Paga, Lobo de Bar, en efectivo, con abundante calderilla para desagrado del vinagre que le atiende, mientras piensa para sus adentros “que te f*lle tu p*ta madre con un dildo con forma de Talgo”.
A continuación, decide ir a la cafetería de la estación para hacer tiempo, lamentando no haber mirado los horarios por internet, por mucho que haya sido un claro signo de respeto hacia la consigna de los goliardos: “¿por qué vas a hacer las cosas bien si puedes hacerlas mal?”.
No se atreve a emprender el camino de retorno a su cueva, está demasiado lejos, pueden ocurrirle muchas cosas en el trayecto, quizá no vuelva, y está decidido a llegar hasta Teruel. Una persona normal se informaría sobre los horarios de los autobuses, porque es muy probable que salga alguno antes de seis horas, pero Lobo de Bar no lo es y, además, se le ha antojado hacer uso de la insigne red nacional de ferrocarriles.
En la cafetería se pide un brandy con un poco de café y coge el periódico que le provoca menos urticaria para ver los resultados de las olimpiadas. Al ver las fotografías de los pódiums y las medallas siente añoranza de la competición, y de su clamoroso éxito cuando fue campeón mundial de alcoholismo.
Desde la mesa contigua del funcional tugurio llega hasta Lobo de Bar un aroma punzante y el peso de una mirada, se trata de un vagabundo que le observa con ojos cansados mientras se come un bocadillo de lentejas.
- A ti te conozco – le dice entre bocado y bocado.

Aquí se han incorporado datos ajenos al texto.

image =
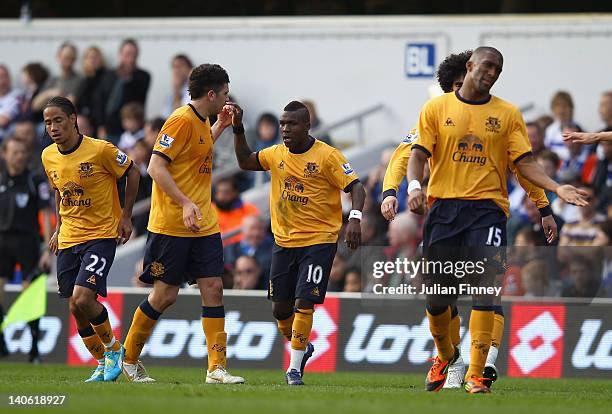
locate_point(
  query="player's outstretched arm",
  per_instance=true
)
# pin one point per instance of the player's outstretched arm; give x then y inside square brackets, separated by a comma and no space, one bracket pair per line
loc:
[533,172]
[247,159]
[588,137]
[131,190]
[158,170]
[416,165]
[353,229]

- ¡Coño! ¡Jesús!, claro que nos conocemos, de otros desayunos.
- ¿Y cómo te llamas?
- Lobo de Bar.
- Ah, joder, ese nombre me suena.
- Me alegro de verte.
- A mí me da igual. Y no deberías leer esa mierda.
- ¿Las gestas olímpicas?
- No son más que un invento de cuatro políticos y burócratas para dar gloria a sus países y para vender los derechos a las televisiones
- Bueno, pero tiene mérito lo que consiguen los deportistas.
- Bah. A cualquier cosa llaman deportistas, ¿y quién cojones decide qué deportes son olímpicos? – los ojos del vagabundo se abren, cargados de ira – yo de joven fui campeón mundial de lanzamiento de azada con la izquierda, y mi penúltima pareja fue campeona universal de enceste de longanizas en fuentes públicas.
- Sublime.
- ¿Y qué coño es eso de las categorías? ¿Qué es eso del boxeo según pesos? Si hay que darse de h*stias se da uno de h*stias con quien sea – el vagabundo se pone en pie - ¿O acaso hay competiciones de baloncesto por alturas?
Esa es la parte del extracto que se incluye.